Born in Mexico and now working out of a studio in Bushwick, de Nieves is known for his adorned sculptures coated with plastic beads, bangles, bells and sequins, inspired by both the colorful clothing he remembers as a young boy in Mexico, as well as the elaborate costumes he’s encountered as an adult in the drag ball culture of San Francisco and New York. Vibrant, large scale and often life-size, his work walks the thinnest of lines between the sacred and the bawdy. One painting recalls the solemnity of a church altar panel, another sculpture, sporting playful stiletto heels, speaks more of a seductive sashay down a catwalk. There’s plenty of bling for quick-impact visual appeal, but something deeper lurks here too — allusions to mythology, folk tales as well as possibilities for personal and spiritual transformation.
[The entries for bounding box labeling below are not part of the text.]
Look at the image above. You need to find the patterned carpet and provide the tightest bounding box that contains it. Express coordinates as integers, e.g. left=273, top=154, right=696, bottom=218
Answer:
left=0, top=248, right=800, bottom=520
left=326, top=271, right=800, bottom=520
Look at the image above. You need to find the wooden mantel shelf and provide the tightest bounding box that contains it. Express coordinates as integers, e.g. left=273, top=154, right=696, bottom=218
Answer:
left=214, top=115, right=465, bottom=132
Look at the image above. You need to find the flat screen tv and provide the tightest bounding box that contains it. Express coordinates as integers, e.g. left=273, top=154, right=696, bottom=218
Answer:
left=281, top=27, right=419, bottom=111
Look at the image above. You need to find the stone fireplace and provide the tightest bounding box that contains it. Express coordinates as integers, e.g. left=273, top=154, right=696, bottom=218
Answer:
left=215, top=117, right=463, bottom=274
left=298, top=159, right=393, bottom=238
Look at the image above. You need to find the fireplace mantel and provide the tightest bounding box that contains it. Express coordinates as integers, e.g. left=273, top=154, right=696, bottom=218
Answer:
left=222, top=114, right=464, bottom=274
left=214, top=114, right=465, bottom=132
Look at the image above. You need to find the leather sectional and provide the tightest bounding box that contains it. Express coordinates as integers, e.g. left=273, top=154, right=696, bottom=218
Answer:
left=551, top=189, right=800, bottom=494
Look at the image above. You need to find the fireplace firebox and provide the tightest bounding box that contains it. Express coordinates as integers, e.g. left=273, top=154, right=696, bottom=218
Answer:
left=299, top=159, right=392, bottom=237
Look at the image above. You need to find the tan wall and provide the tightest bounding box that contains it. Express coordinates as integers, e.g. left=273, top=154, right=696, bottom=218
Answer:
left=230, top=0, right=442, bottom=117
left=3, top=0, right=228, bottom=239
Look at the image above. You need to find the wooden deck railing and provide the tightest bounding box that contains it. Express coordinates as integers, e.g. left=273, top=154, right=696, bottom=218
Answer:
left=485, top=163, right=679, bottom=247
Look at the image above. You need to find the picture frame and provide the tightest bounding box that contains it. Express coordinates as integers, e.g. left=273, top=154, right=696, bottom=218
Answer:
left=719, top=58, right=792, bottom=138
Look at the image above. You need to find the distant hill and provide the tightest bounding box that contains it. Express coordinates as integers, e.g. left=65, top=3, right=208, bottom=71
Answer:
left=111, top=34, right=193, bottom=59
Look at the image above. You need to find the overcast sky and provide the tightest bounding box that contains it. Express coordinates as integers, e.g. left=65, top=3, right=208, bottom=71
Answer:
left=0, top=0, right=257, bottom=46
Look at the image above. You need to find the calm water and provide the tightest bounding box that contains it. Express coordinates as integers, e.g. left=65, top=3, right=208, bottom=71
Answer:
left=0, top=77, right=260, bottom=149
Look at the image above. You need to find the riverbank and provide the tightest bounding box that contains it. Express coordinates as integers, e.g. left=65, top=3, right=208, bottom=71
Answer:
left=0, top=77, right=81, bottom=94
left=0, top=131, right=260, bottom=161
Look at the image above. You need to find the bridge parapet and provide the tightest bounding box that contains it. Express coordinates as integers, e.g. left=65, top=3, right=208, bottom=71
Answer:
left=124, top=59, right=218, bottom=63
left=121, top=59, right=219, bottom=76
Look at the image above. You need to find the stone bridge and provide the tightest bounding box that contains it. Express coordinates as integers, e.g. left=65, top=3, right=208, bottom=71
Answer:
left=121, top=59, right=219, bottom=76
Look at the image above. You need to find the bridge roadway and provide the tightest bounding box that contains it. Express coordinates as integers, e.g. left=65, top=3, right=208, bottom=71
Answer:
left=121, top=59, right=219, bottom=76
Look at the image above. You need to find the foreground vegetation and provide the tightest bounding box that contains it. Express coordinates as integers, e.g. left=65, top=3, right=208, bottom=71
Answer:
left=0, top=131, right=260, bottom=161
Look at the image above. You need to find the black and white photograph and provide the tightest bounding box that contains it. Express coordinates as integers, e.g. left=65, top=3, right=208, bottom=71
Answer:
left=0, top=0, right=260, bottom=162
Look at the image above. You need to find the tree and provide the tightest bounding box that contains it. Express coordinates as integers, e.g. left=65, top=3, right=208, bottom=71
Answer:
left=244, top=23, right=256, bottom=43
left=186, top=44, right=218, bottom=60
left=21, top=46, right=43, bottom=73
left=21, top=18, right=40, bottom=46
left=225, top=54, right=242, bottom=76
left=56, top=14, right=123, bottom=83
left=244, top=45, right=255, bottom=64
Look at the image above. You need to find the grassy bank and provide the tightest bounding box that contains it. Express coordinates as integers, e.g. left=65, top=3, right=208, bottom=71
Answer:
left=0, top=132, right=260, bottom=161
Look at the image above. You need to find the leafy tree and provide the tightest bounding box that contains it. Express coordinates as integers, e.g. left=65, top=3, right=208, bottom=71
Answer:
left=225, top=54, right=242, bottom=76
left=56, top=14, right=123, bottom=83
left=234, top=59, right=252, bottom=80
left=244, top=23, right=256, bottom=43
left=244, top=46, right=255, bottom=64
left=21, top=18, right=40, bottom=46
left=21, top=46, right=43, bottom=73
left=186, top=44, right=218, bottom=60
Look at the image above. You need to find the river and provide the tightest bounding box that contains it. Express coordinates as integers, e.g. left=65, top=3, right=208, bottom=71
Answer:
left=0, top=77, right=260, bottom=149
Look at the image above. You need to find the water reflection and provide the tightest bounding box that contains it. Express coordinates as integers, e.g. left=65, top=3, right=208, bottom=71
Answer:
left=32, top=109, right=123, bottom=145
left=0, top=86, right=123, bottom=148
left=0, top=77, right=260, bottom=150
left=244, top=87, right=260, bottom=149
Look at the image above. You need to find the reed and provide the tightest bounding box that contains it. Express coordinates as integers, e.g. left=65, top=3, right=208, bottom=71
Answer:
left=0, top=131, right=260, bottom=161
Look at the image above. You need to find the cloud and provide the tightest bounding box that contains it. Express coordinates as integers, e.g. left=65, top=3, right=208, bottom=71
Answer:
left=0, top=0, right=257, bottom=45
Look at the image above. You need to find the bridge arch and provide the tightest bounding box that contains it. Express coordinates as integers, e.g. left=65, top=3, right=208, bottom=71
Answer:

There are eight pieces in the show and at least five involve horses. De Nieves has created three “mares” — beaded horses that might best be described as a reverse centaur. The figures bear the head of a horse and the legs of a human wearing stilettos. Always in a state of becoming, one “mare” does a back flip, another appears to be on its knees, while a third holds its feet akimbo. The titles — “The Mare of Threes,” “The Mare of Nines” and “The Mare of Thirty-Threes” — cryptically allude to critical ages in de Nieves’ life. At age three, de Nieves lost his father. At nine, he moved to the United States from Mexico with his mother and two brothers. De Nieves’ father passed away at the age of 33, leaving him to wonder if he himself would ever make it to 34. Also, 33 was the age at which Christ died and was resurrected.
“I wanted to use those numbers as forms of inspiration,” he says. “Let that be a source of something that generates more and more questions in my mind that don't necessarily need to be answered. I'm constantly trying to find things that I can ask that don't necessarily need an immediate answer. That's the beauty of the tarot… through the symbolism, there's an aspect of interpretation. But it's up to you to see that interpretation evolve through experience.”
In short, life evolves and the meaning we attach to any one moment changes as we ourselves change. It is a never-ending process of transmutation, perhaps best illustrated by de Nieves’ piece “The Abyss,” in which another horse-like figure has morphed so completely it becomes entirely abstract.
Similarly, de Nieves’ circular collage “Leap Into the Sun” lovingly fashioned of fake flowers, plastic toys, yarn, fabric, cultured pearls and shredded paper, symbolizes what the artist calls “the vortex of the unknown...like wanting to just put everything in a blender in order for it to build its own new life.”
In another painting, de Nieves revisits a personal obsession of his — the legend of St. George and the Dragon, a theme he has returned to dozens of times throughout his career. In the legend, St. George, the patron saint of England, arrives in a village where the populace is being terrorized by a dragon who is demanding a sacrifice of a sheep a day to quell his raging hunger. When the last sheep has been sacrificed, the king decrees that children are next. A child is selected each day by lottery until finally the king’s daughter is up next. Horrified, St. George offers to slay the beast, which he dispenses quickly via a piercing lance to the armpit. In de Nieves’ version of the story, the dragon is no dragon at all, but just an everyday unimpressive snake with no formidable power. St. George shows the villagers what they’ve so feared, admonishing them to deal with their demons (or dragons) and get on with the business of solving real problems.
“I use the story of St. George and the Dragon constantly in my work because I feel like what I've learned from this fable is that it asks a lot of questions in my mind of the characters involved...the horse, the dragon, the victim — and sometimes you have to put yourself in all perspectives in order to see what the actual outcome is.”
We’ve all been the victim, but we’ve all been the dragon too.
The idea of “mastering one’s house” is an idea woven through the show in multiple ways, says show curator Jeffrey De Blois. First, there is the idea of becoming the master of one’s own house, in the sense of making order of things you’ve done and believe. “Then, there’s the house in the Zodiac, there’s the house in drag and ballroom culture, and this idea of the fashion house,” he says.
In the end, de Nieves describes his latest work as a kind of “topographical map” of the unknown, a journey his characters, as well as all of us, must make. It’s about memory, metaphor and metamorphosis, and where it all ends, none of us really knows.
“Raúl de Nieves: The Treasure House of Memory” opens at the ICA Sept. 1 and runs through July 24, 2022.